Ce charmant et intelligent franc tireur a sans doute cru qu’il suffisait d’une brise pour arracher quelques racines au vieux chêne de l’Opéra ! Sans succès, car dans la brévissime apparition qu’il a faite lors de la conférence de presse improvisée (1) où lui et Stéphane Lissner - le couvrant d’éloges- ont annoncé sa démission- tous deux ont insisté sur le fait que finalement seule la création et l’acte artistique lui convenaient, et que la lourde gestion de l’institution ne lui permettait pas d’accomplir harmonieusement sa mission ! Sans doute aussi parce que faire danser un corps constitué aussi énorme que le Ballet n’est pas adapté à sa forme de travail, axée sur un petit nombre de privilégiés, de partenaires complices : un travail d’atelier, comme ces groupes « and friends » qui fleurissent partout.

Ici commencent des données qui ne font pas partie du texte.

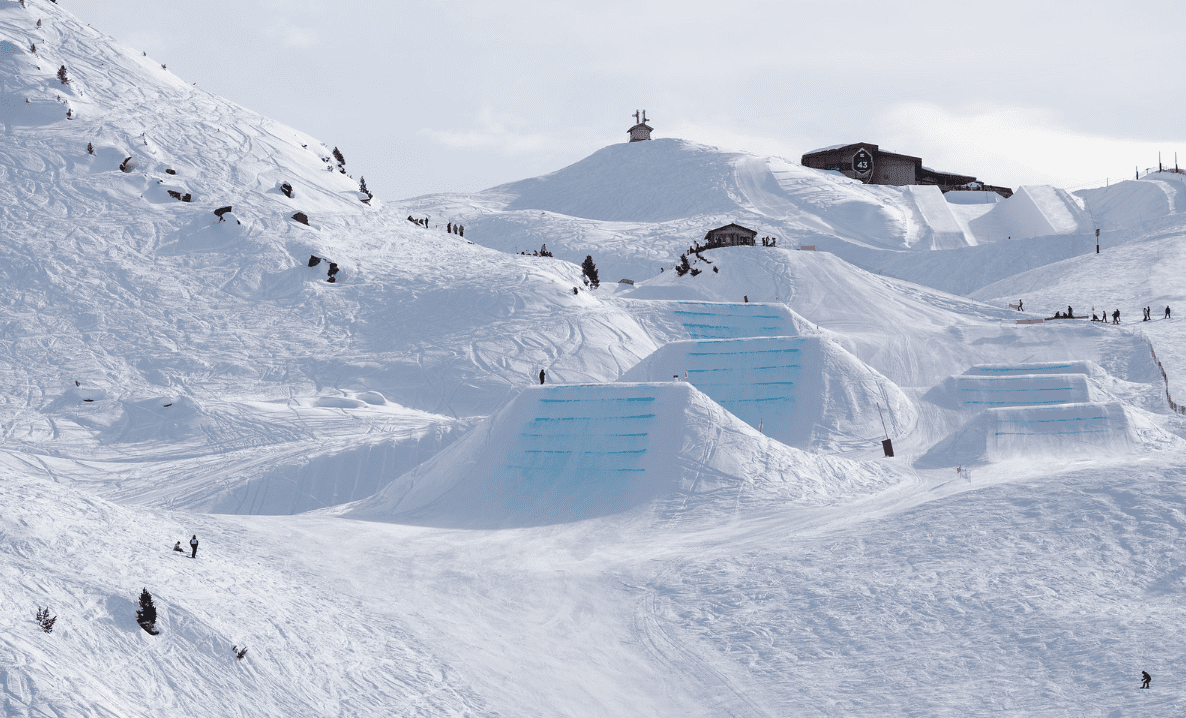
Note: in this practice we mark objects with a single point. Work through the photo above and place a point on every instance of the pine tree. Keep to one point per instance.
(43, 618)
(590, 271)
(146, 616)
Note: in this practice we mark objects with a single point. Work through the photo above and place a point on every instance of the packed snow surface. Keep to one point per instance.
(693, 515)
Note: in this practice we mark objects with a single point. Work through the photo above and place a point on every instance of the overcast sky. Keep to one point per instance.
(427, 96)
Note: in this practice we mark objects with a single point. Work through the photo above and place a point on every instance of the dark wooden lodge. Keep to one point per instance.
(731, 235)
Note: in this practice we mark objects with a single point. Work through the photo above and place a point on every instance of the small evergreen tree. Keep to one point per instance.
(590, 271)
(146, 616)
(43, 618)
(683, 266)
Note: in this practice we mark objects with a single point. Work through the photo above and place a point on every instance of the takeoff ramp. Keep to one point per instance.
(944, 229)
(565, 453)
(1067, 430)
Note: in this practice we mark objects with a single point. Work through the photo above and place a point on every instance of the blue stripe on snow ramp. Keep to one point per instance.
(512, 470)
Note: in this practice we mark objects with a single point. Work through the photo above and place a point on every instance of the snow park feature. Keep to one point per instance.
(556, 455)
(805, 392)
(692, 516)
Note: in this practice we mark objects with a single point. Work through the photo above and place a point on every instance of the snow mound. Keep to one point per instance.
(1037, 368)
(332, 475)
(1032, 211)
(803, 392)
(558, 455)
(1067, 430)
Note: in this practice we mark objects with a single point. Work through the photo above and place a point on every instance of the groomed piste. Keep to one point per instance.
(805, 392)
(556, 455)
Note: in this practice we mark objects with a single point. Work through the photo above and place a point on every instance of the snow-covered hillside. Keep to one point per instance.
(693, 516)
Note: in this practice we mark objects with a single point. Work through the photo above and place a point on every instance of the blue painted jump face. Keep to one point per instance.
(709, 321)
(594, 439)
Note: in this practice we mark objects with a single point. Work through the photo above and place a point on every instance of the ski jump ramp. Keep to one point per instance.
(555, 455)
(1067, 430)
(804, 392)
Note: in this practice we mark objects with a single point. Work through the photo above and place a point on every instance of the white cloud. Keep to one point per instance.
(503, 133)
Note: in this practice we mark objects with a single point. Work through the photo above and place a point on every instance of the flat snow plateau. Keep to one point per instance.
(693, 516)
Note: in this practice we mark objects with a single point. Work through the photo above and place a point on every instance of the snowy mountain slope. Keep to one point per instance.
(1127, 278)
(804, 392)
(636, 207)
(740, 577)
(146, 300)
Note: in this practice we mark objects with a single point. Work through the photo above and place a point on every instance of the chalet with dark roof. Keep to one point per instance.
(731, 235)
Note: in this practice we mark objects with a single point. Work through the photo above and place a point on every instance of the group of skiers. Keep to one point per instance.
(1147, 312)
(193, 546)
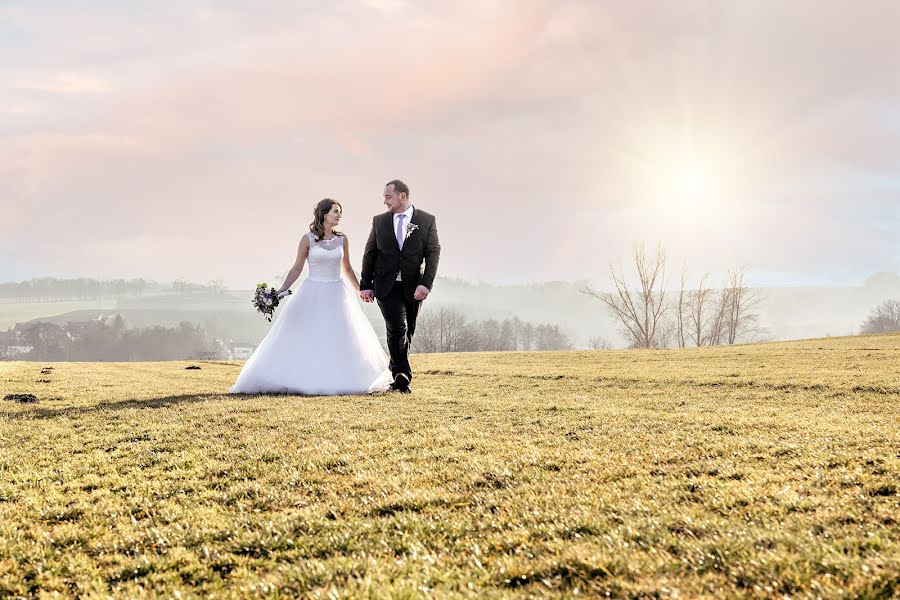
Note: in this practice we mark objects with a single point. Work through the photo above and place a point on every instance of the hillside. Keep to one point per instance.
(755, 470)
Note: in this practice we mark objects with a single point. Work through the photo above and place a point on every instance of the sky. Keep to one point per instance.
(192, 139)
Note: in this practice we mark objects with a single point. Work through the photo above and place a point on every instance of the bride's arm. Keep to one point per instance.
(348, 270)
(294, 273)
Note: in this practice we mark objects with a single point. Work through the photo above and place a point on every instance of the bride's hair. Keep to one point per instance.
(318, 224)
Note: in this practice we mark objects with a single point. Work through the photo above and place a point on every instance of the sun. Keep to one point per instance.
(691, 185)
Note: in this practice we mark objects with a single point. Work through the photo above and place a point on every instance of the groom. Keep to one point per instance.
(400, 241)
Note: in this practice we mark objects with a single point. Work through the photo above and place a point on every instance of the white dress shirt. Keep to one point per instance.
(406, 221)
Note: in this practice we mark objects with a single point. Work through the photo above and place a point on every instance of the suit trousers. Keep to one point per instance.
(400, 324)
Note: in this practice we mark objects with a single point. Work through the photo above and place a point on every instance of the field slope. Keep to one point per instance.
(760, 470)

Bref, le voilà soulagé, et enfourchant de nouveau son génie créateur, lequel n’a jusqu’ici montré que des facettes « ravissantes » comme disent les belles dames, souvent d’outre- Atlantique, qui l’ont acclamé. Du talent, incontestablement, une légèreté, de l’esprit et parfois même de la substance, non son ennuyeux et répétitif Daphnis et Chloé en 2014, mais pour sa création en septembre 2015, Clear, Loud, Bright, Forward, qui témoignait d’un début de maturité. C’est sans doute celle-ci qui lui a manqué, il y a deux ans, pour accepter un poste dont il décline aujourd’hui les responsabilités. Sans pour autant briser ses liens avec l’Opéra, puisqu’il continuera d’y faire des créations et d’y donner ses ballets.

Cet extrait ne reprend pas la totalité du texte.